105. An extension of the grant is preferable to the alternative now of seeking competitive interest in setting up a new means of providing financial inclusion and access. This is firstly due to the considerable success and achievements of the programme. This justifies a continued relationship. Secondly, the project was carefully set up as a newly formed, independent local organisation, with its own managerial and operational setup and its own ‘Nigerian’ identify. This has worked well, in particular in influencing

Nigerian institutions like the CBN or Nigerian banks.

106. Thirdly, an extension of the grant is judged to be significantly preferable to seeking competitive interest now in managing EFInA. A change of management arrangements would inevitably incur considerable cost and delay through a fresh start. Moreover, the reality is that unless it were common knowledge within the relevant market that

EFinA’s performance was below par, few if any other potential service providers would judge the cost of bidding to be worth it, recognising that DFID is unlikely to make a change at this juncture in the life of the project.

107. The funding mechanism used to date for providing technical support to regulators is a

Trust Fund with the International Monetary Fund, which identifies, places and manages long term advisers to work in the CBN and other regulators. The IMF is well placed to identify and manage such highly specialist expertise and this approach allows for complementarity with other IMF activities and programmes. In the future we may supplement this form of support with other directly procured support such as short term consultancies as needs arise.

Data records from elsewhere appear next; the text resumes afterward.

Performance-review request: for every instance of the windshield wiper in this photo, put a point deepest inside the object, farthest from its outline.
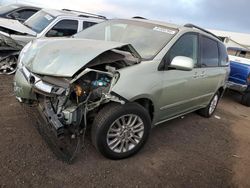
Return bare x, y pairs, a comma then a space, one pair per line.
28, 26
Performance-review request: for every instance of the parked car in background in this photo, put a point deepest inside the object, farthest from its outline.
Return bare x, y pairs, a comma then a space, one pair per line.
239, 79
18, 12
122, 77
47, 23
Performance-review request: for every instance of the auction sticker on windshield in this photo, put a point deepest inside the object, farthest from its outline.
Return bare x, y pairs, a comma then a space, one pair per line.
164, 30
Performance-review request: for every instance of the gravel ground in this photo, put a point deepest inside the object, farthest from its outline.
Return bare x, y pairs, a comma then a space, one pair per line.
187, 152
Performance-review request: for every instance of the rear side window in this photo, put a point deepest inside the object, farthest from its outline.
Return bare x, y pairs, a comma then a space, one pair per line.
87, 24
209, 52
186, 46
63, 28
223, 55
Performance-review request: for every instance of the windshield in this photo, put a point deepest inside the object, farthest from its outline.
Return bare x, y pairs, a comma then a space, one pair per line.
39, 21
238, 52
147, 38
7, 9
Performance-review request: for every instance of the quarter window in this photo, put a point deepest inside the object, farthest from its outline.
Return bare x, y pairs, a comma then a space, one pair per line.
209, 52
63, 28
25, 14
186, 46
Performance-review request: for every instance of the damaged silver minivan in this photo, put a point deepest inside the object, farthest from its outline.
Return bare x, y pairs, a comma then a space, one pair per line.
121, 78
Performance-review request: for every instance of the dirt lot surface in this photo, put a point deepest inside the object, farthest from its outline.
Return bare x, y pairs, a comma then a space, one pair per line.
186, 152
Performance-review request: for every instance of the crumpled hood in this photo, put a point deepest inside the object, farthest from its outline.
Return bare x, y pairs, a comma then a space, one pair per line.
64, 57
16, 26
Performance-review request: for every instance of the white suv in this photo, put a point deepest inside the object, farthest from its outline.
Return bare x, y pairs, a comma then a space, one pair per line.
45, 23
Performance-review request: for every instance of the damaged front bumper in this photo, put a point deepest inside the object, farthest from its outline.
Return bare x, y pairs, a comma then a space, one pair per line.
30, 88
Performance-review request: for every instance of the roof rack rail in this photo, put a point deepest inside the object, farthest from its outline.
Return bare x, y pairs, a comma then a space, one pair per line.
85, 14
139, 17
204, 30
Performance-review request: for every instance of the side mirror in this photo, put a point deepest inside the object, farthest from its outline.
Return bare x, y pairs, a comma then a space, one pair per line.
182, 63
52, 33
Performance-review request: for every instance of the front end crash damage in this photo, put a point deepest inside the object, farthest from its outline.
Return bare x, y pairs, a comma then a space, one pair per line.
68, 105
9, 51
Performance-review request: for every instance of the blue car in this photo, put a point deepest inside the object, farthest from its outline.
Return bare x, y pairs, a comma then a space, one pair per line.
239, 79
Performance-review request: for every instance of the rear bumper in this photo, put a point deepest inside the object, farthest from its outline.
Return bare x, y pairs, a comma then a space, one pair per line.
236, 87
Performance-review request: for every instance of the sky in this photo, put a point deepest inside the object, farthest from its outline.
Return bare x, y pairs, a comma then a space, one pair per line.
227, 15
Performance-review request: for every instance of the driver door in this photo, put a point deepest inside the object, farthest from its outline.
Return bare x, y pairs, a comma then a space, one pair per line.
180, 90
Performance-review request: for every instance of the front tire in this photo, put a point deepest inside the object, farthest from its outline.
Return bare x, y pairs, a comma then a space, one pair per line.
120, 131
209, 110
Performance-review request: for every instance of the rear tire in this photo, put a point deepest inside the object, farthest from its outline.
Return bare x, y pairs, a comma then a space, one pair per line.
245, 100
209, 110
120, 131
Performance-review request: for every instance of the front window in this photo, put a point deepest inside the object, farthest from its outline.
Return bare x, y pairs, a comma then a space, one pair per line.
39, 21
147, 38
239, 52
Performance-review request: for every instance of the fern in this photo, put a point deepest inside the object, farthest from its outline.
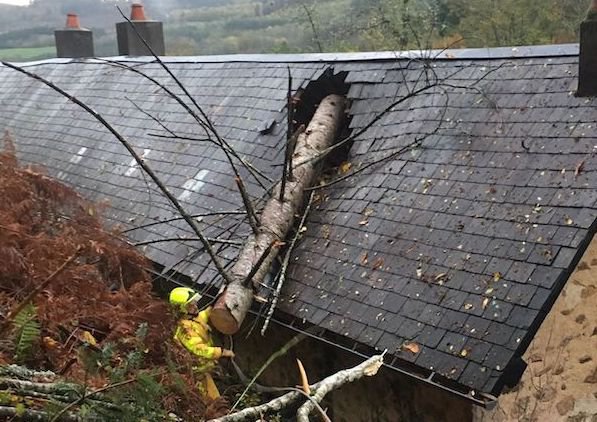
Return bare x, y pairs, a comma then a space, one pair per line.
27, 333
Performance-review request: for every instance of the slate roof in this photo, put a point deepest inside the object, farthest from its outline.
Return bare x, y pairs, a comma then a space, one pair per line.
460, 246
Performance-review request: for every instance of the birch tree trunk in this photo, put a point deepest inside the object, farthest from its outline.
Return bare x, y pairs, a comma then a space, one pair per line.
277, 218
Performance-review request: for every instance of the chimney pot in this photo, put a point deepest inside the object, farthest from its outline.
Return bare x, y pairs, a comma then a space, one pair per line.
72, 21
129, 43
74, 41
587, 60
138, 12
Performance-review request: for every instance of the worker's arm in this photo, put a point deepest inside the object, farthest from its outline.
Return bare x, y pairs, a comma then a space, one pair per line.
197, 347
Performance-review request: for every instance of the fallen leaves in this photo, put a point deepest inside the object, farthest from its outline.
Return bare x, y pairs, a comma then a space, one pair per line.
414, 348
377, 264
345, 167
579, 168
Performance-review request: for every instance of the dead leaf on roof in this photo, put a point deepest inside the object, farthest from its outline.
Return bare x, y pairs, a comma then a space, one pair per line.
579, 168
325, 231
441, 278
345, 167
365, 258
378, 263
414, 348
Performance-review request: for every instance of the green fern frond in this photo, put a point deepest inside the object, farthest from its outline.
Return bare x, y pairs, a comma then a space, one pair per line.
27, 333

B. Value for money through procurement

108. The case rests partly on the three factors outlined above. In addition, the project has achieved excellent value for money, through its programme management arrangements and the efficiencies it has achieved, which were particularly commended in the annual review and are discussed above.

109. Although EFInA is a grant awarded without competition, EFInA uses open international competition to award research contracts, and innovation fund grant applications are carefully scrutinised by a panel, including DFID and Bill and Melinda

Gates Foundation representatives, to ensure that they represent best potential value.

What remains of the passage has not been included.